When President Obama delivers his State of the Union address on February 12th, he’ll be addressing a nation that is being ravaged by climate disasters. Since the president last stood before Congress, climate impact after climate impact has struck the country, from last summer’s record-shattering heat wave to the intense blizzard that swept through the Northeast this past weekend. Last month, NOAA confirmed that 2012 had been the warmest year for the US in recorded history. Americans are urging the president to explain exactly how he will “respond to the threat of climate change,” as he promised in his inaugural address.
Today, survivors of Superstorm Sandy and other fossil-fueled impacts will gather at the White House, and on the eve of Lincoln’s birthday, call on President Obama to respond to this generation’s greatest moral challenge. When they do, they will echo the concerns of governors across the country, who are already witnessing the consequences of unabated fossil fuel pollution, and are calling attention to it in their own State of the State addresses…
In July, Colorado was struck with the most destructive wildfire in the state’s history, blazing through 165,000 acres and 700 homes. Colorado Governor John Hickenlooper noted the wildfire season as a reason to work together on energy:
Many scientists believe that our severe drought, the bark beetle epidemic and the terrible fire season are further evidence of climate change.
While no state can address the issue in isolation, reducing pollutants and promoting sustainable development, ought to be common ground for all of us.
Early September saw 110 wilfires spark up across Central Washington, with no reprieve from the rain. Newly sworn-in Washington Governor Jay Inslee had this to say in his inaugural address:
It’s also clear to me that we face grave and immediate danger if we fail to act. Nine of 10 of the hottest years on record happened in the past decade. We’ve had epic flooding, searing drought and devastating wildfires, including last summer’s fires in Central Washington and the rising tides along our coast.

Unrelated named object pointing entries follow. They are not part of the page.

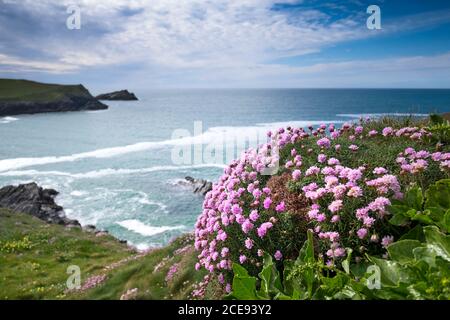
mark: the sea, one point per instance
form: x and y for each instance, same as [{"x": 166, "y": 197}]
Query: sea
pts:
[{"x": 122, "y": 169}]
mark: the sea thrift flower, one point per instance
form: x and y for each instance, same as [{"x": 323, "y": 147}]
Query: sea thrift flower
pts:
[
  {"x": 249, "y": 243},
  {"x": 247, "y": 226},
  {"x": 335, "y": 206},
  {"x": 278, "y": 255},
  {"x": 324, "y": 143},
  {"x": 355, "y": 192},
  {"x": 262, "y": 230},
  {"x": 280, "y": 207},
  {"x": 387, "y": 131},
  {"x": 296, "y": 175},
  {"x": 321, "y": 158},
  {"x": 333, "y": 162},
  {"x": 362, "y": 233},
  {"x": 387, "y": 240},
  {"x": 335, "y": 218},
  {"x": 267, "y": 203},
  {"x": 254, "y": 215},
  {"x": 379, "y": 171},
  {"x": 312, "y": 171},
  {"x": 353, "y": 147}
]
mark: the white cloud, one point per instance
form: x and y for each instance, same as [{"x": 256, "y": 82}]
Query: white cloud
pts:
[{"x": 219, "y": 43}]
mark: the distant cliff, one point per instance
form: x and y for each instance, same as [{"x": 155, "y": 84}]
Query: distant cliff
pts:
[
  {"x": 117, "y": 95},
  {"x": 29, "y": 97}
]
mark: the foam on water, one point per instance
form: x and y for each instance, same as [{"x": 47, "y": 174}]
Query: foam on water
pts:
[
  {"x": 379, "y": 115},
  {"x": 6, "y": 120},
  {"x": 255, "y": 134},
  {"x": 145, "y": 230},
  {"x": 105, "y": 172}
]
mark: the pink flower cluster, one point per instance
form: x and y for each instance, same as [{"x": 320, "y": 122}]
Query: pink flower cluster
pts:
[
  {"x": 240, "y": 213},
  {"x": 414, "y": 162}
]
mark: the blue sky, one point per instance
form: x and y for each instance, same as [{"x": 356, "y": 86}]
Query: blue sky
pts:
[{"x": 142, "y": 44}]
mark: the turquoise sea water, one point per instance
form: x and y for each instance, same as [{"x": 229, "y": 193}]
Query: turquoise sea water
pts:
[{"x": 114, "y": 168}]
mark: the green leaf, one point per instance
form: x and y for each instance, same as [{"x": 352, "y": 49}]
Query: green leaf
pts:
[
  {"x": 414, "y": 198},
  {"x": 346, "y": 262},
  {"x": 415, "y": 233},
  {"x": 399, "y": 219},
  {"x": 402, "y": 251},
  {"x": 446, "y": 221},
  {"x": 438, "y": 242},
  {"x": 239, "y": 270},
  {"x": 244, "y": 286},
  {"x": 307, "y": 251},
  {"x": 390, "y": 271},
  {"x": 438, "y": 195},
  {"x": 270, "y": 278}
]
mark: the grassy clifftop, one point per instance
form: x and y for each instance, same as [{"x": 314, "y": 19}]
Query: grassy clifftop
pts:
[
  {"x": 25, "y": 90},
  {"x": 34, "y": 257}
]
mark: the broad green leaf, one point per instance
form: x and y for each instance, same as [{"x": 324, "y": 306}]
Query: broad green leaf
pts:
[
  {"x": 438, "y": 242},
  {"x": 438, "y": 195},
  {"x": 239, "y": 270},
  {"x": 426, "y": 255},
  {"x": 446, "y": 221},
  {"x": 423, "y": 217},
  {"x": 270, "y": 278},
  {"x": 390, "y": 271},
  {"x": 402, "y": 251},
  {"x": 346, "y": 262},
  {"x": 399, "y": 209},
  {"x": 414, "y": 198},
  {"x": 415, "y": 233},
  {"x": 399, "y": 219},
  {"x": 307, "y": 251},
  {"x": 244, "y": 288}
]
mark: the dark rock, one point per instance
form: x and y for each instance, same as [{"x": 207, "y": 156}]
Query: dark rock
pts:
[
  {"x": 36, "y": 201},
  {"x": 68, "y": 102},
  {"x": 117, "y": 95},
  {"x": 200, "y": 186}
]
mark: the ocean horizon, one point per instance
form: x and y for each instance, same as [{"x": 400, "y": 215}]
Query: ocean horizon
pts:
[{"x": 114, "y": 168}]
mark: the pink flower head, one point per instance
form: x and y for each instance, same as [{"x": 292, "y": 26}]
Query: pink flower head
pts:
[
  {"x": 324, "y": 143},
  {"x": 267, "y": 203},
  {"x": 379, "y": 170},
  {"x": 335, "y": 206},
  {"x": 254, "y": 215},
  {"x": 387, "y": 131},
  {"x": 249, "y": 243},
  {"x": 362, "y": 233},
  {"x": 247, "y": 226},
  {"x": 387, "y": 240},
  {"x": 296, "y": 175},
  {"x": 353, "y": 147},
  {"x": 280, "y": 207},
  {"x": 278, "y": 255},
  {"x": 321, "y": 158}
]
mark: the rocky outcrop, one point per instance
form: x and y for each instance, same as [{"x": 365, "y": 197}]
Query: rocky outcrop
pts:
[
  {"x": 36, "y": 201},
  {"x": 77, "y": 99},
  {"x": 117, "y": 95},
  {"x": 200, "y": 186}
]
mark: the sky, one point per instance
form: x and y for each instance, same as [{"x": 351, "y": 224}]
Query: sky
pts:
[{"x": 147, "y": 44}]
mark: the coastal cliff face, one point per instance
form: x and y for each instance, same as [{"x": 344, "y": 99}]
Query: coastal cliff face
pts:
[
  {"x": 36, "y": 201},
  {"x": 117, "y": 95},
  {"x": 28, "y": 97}
]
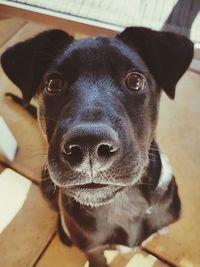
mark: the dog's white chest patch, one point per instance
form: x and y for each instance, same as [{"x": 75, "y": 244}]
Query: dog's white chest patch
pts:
[{"x": 166, "y": 173}]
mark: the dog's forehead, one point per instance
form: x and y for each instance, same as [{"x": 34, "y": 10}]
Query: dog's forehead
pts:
[{"x": 101, "y": 50}]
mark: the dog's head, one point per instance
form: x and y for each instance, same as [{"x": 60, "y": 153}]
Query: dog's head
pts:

Our Pacific Northwest waters, especially in Puget Sound, are becoming too acidic, forcing parts of our shellfish industry to move last year. In Eastern Washington, our long tradition in agriculture could be threatened if snowpack declines. Water stored as snow is money in the bank for Washington’s rural economies, but the bank could fail if we don’t act.
As a parent and a grandparent, I cannot consciously accept the dangers of climate change for my family or yours.
Later in September, a full three weeks before the end of melting season, the National Snow and Ice Data Center announced that the previous record low for Arctic sea ice had been broken. With 3.5 million Californians living within three feet of sea level, Governor Jerry Brown dedicated a significant portion of his State of the State to the climate crisis:
When we think about California’s future, no long term liability presents as great a danger to our well-being as the buildup of carbon dioxide and other greenhouse gases in the atmosphere.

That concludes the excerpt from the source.